Divide using synthetic division $$ ( x^{5}-25x^{3}-7x^{2}-37x-18 ) \div ( x+5 ) $$
Answer
The synthetic division table is:
$$ \begin{array}{c|rrrrrr}-5&1&0&-25&-7&-37&-18\\& & -5& 25& 0& 35& \color{black}{10} \\ \hline &\color{blue}{1}&\color{blue}{-5}&\color{blue}{0}&\color{blue}{-7}&\color{blue}{-2}&\color{orangered}{-8} \end{array} $$The solution is:
$$ \frac{ x^{5}-25x^{3}-7x^{2}-37x-18 }{ x+5 } = \color{blue}{x^{4}-5x^{3}-7x-2} \color{red}{~-~} \frac{ \color{red}{ 8 } }{ x+5 } $$Explanation
Step 1 : Write down the coefficients of the dividend into division table. Put the zero from $ x + 5 = 0 $ ( $ x = \color{blue}{ -5 } $ ) at the left.
$$ \begin{array}{c|rrrrrr}\color{blue}{-5}&1&0&-25&-7&-37&-18\\& & & & & & \\ \hline &&&&&& \end{array} $$Step 1 : Bring down the leading coefficient to the bottom row.
$$ \begin{array}{c|rrrrrr}-5&\color{orangered}{ 1 }&0&-25&-7&-37&-18\\& & & & & & \\ \hline &\color{orangered}{1}&&&&& \end{array} $$Step 2 : Multiply by the number on the left, and carry the result into the next column: $ \color{blue}{ -5 } \cdot \color{blue}{ 1 } = \color{blue}{ -5 } $.

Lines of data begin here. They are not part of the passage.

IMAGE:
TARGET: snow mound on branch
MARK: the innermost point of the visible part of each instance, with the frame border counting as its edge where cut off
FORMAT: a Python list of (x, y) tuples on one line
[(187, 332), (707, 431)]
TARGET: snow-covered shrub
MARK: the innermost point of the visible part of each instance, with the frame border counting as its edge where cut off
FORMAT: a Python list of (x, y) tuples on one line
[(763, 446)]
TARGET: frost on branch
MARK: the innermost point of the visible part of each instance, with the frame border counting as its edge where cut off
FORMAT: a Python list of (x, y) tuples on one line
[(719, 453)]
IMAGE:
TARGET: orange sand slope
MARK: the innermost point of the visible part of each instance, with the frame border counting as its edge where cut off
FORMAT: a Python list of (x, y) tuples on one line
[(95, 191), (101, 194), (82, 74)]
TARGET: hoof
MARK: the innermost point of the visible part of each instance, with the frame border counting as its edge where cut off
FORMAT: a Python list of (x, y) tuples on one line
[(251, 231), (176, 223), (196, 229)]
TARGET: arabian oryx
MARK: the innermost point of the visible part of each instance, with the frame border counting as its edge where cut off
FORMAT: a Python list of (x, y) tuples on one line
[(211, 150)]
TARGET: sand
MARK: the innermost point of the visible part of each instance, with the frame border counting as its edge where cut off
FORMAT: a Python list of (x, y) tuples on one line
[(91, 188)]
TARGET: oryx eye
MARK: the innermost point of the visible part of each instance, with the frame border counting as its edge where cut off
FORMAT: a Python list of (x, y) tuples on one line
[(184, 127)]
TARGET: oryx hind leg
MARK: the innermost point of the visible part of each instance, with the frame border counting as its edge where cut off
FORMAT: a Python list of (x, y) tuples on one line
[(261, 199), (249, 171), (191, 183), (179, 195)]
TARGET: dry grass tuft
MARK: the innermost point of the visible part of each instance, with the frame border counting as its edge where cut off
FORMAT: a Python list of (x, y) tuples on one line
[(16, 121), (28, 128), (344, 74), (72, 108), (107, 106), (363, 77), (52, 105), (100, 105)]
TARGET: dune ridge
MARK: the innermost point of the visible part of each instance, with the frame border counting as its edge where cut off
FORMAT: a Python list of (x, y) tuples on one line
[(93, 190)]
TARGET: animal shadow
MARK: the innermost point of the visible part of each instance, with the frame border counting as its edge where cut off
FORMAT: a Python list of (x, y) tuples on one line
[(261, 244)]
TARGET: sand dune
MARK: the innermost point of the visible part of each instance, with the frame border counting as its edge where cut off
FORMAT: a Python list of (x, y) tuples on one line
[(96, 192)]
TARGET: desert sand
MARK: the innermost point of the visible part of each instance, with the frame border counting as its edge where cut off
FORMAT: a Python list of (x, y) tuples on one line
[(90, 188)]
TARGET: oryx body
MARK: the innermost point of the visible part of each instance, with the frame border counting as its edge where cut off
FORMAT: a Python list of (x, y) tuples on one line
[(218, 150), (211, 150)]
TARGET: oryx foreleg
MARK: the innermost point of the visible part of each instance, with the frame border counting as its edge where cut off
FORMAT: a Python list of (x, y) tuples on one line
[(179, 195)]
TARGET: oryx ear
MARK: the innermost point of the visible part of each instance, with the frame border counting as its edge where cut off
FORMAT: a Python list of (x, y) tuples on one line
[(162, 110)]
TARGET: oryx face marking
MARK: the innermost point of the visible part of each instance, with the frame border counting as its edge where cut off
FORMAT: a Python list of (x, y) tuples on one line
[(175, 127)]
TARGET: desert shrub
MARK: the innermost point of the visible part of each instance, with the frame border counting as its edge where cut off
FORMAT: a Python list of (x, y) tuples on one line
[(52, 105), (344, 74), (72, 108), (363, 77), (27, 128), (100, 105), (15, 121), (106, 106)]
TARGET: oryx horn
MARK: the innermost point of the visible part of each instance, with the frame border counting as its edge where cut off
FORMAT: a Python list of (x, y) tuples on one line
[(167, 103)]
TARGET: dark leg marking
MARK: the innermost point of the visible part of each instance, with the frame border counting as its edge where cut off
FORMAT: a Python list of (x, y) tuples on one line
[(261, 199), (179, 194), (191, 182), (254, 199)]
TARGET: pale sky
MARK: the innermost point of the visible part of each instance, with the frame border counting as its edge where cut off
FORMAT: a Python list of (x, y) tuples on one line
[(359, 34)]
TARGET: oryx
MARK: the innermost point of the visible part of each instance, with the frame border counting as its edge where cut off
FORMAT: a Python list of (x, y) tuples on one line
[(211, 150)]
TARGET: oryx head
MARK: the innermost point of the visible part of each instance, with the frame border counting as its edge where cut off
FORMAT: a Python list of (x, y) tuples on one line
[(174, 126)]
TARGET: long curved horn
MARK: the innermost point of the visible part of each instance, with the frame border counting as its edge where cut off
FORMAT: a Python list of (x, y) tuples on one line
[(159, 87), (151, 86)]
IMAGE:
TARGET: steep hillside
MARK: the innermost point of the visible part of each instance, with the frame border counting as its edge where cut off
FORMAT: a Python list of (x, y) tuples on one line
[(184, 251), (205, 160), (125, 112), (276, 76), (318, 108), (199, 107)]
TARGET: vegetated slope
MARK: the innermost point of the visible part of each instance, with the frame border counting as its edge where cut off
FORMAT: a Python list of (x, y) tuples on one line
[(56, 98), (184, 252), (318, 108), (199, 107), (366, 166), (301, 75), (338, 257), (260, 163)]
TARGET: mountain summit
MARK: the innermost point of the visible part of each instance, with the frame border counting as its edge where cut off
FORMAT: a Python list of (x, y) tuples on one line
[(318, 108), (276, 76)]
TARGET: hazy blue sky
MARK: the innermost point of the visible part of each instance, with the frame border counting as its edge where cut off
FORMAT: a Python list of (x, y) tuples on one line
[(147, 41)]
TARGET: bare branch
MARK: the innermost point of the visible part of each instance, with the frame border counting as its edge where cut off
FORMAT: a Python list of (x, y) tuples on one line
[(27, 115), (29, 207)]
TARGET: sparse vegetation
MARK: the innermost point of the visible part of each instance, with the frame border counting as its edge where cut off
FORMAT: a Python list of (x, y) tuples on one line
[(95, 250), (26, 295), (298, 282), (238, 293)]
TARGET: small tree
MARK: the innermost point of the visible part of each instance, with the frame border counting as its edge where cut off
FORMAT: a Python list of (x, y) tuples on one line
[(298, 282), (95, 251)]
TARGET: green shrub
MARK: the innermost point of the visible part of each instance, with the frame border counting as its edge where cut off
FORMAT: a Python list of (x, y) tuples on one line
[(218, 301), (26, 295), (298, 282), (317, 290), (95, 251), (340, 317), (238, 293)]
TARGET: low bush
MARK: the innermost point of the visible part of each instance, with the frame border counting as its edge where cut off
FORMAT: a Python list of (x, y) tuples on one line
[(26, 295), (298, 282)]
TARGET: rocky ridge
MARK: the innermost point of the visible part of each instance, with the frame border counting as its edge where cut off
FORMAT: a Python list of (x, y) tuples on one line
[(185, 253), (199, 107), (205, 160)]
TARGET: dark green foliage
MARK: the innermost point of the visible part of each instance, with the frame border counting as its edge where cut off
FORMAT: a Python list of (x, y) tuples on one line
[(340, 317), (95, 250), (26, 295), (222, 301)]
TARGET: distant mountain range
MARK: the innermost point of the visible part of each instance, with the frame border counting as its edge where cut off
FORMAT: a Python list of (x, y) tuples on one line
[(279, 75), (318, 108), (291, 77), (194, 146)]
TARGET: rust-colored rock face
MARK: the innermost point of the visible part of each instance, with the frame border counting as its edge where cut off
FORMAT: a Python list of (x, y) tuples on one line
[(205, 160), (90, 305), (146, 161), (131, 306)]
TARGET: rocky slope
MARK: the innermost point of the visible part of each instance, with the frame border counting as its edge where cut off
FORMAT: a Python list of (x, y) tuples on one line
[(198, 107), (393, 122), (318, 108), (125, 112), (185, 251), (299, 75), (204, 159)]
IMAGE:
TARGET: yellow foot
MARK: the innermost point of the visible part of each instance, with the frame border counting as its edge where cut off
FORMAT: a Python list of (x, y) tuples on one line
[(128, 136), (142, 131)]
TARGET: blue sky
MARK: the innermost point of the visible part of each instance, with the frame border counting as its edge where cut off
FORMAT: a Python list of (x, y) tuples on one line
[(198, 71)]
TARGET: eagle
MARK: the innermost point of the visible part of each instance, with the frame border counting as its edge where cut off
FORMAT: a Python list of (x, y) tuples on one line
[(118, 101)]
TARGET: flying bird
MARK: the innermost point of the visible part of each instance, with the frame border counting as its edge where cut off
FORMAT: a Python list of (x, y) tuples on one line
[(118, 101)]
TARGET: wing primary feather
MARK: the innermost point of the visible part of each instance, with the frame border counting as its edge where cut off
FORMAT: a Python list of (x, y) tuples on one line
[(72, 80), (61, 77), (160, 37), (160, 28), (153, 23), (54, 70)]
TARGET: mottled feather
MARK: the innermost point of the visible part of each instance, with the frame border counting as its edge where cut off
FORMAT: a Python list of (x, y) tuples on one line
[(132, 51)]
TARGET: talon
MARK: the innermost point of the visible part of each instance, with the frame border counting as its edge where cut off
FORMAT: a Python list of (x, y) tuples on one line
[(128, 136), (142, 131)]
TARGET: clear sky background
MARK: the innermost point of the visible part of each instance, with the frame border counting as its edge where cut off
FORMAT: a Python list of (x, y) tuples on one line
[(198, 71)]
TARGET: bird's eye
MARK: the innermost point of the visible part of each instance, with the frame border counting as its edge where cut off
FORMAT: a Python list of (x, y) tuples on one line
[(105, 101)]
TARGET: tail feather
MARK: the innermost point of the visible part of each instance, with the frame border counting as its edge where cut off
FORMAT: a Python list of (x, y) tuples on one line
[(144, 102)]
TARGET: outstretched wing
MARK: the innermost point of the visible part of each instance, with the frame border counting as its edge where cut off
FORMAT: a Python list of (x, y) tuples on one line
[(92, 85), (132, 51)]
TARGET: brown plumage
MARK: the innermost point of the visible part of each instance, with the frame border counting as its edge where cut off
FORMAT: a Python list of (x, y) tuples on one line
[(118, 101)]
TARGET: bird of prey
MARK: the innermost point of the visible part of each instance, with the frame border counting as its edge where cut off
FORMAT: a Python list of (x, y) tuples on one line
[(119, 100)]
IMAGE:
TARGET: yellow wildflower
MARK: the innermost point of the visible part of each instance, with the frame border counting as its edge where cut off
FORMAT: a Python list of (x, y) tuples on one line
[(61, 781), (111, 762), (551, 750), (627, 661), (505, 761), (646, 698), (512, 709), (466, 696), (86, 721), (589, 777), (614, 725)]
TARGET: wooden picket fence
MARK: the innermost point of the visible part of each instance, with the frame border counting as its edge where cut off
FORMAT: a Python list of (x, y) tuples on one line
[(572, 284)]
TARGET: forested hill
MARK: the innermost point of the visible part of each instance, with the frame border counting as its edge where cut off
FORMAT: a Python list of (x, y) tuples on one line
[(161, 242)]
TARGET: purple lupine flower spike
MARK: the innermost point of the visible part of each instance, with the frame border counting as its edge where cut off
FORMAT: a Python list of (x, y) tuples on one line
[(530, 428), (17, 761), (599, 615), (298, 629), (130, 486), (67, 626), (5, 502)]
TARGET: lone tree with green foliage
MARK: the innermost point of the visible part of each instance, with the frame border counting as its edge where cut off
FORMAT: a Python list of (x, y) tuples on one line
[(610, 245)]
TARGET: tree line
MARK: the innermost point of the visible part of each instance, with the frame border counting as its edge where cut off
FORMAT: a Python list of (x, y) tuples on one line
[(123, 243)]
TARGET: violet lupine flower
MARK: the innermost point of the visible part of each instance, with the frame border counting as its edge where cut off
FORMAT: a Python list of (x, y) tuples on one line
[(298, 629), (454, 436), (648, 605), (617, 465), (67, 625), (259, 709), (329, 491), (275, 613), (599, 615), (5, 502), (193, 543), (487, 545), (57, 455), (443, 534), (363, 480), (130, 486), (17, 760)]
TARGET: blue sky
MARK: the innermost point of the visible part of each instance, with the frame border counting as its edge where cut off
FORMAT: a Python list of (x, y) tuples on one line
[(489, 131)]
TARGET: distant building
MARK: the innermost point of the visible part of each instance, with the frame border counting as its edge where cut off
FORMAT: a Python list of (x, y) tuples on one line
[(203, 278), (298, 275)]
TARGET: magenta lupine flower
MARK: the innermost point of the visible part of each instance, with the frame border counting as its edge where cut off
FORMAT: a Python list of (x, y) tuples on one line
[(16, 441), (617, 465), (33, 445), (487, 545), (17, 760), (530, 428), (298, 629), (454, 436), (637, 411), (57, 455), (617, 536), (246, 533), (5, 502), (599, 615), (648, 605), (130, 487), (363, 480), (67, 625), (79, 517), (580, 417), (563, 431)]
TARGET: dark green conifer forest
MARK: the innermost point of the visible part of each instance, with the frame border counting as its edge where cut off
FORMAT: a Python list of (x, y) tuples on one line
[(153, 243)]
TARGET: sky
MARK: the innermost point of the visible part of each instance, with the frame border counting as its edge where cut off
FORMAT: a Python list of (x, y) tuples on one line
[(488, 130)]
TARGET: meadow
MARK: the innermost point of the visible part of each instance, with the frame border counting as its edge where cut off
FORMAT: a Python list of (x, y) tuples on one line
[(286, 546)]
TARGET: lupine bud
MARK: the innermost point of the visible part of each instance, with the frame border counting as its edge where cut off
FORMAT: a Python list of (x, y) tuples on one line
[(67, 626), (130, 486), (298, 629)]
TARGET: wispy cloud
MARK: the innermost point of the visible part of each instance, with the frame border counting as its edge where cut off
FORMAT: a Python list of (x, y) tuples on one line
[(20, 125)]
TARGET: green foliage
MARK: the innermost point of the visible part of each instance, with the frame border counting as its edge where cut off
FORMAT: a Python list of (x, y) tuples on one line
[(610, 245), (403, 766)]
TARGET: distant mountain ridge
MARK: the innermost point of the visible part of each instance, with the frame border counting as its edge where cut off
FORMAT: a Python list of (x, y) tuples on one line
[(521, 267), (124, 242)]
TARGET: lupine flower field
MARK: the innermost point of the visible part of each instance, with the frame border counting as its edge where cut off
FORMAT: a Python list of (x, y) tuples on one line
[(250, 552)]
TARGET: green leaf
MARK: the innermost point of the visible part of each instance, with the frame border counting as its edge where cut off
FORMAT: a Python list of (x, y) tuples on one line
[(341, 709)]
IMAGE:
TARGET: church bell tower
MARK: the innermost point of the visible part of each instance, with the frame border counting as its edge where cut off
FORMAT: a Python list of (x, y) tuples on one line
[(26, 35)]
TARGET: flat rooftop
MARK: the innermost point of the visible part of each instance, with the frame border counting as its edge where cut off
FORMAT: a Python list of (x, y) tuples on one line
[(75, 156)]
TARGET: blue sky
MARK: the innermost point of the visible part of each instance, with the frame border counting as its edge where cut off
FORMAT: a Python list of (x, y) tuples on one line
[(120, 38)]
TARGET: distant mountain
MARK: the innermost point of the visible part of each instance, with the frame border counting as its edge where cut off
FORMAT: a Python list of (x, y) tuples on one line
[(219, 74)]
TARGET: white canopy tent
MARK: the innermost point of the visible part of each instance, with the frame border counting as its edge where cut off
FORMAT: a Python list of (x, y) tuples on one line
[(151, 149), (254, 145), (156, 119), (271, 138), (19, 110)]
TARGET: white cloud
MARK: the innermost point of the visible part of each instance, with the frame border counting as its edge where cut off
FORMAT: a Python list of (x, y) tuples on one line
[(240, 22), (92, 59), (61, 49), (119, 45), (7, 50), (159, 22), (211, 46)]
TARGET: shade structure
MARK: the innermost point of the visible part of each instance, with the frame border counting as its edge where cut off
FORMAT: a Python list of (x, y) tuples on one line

$$ \begin{array}{c|rrrrrr}\color{blue}{-5}&1&0&-25&-7&-37&-18\\& & \color{blue}{-5} & & & & \\ \hline &\color{blue}{1}&&&&& \end{array} $$Step 3 : Add down last column: $ \color{orangered}{ 0 } + \color{orangered}{ \left( -5 \right) } = \color{orangered}{ -5 } $
$$ \begin{array}{c|rrrrrr}-5&1&\color{orangered}{ 0 }&-25&-7&-37&-18\\& & \color{orangered}{-5} & & & & \\ \hline &1&\color{orangered}{-5}&&&& \end{array} $$Step 4 : Multiply by the number on the left, and carry the result into the next column: $ \color{blue}{ -5 } \cdot \color{blue}{ \left( -5 \right) } = \color{blue}{ 25 } $.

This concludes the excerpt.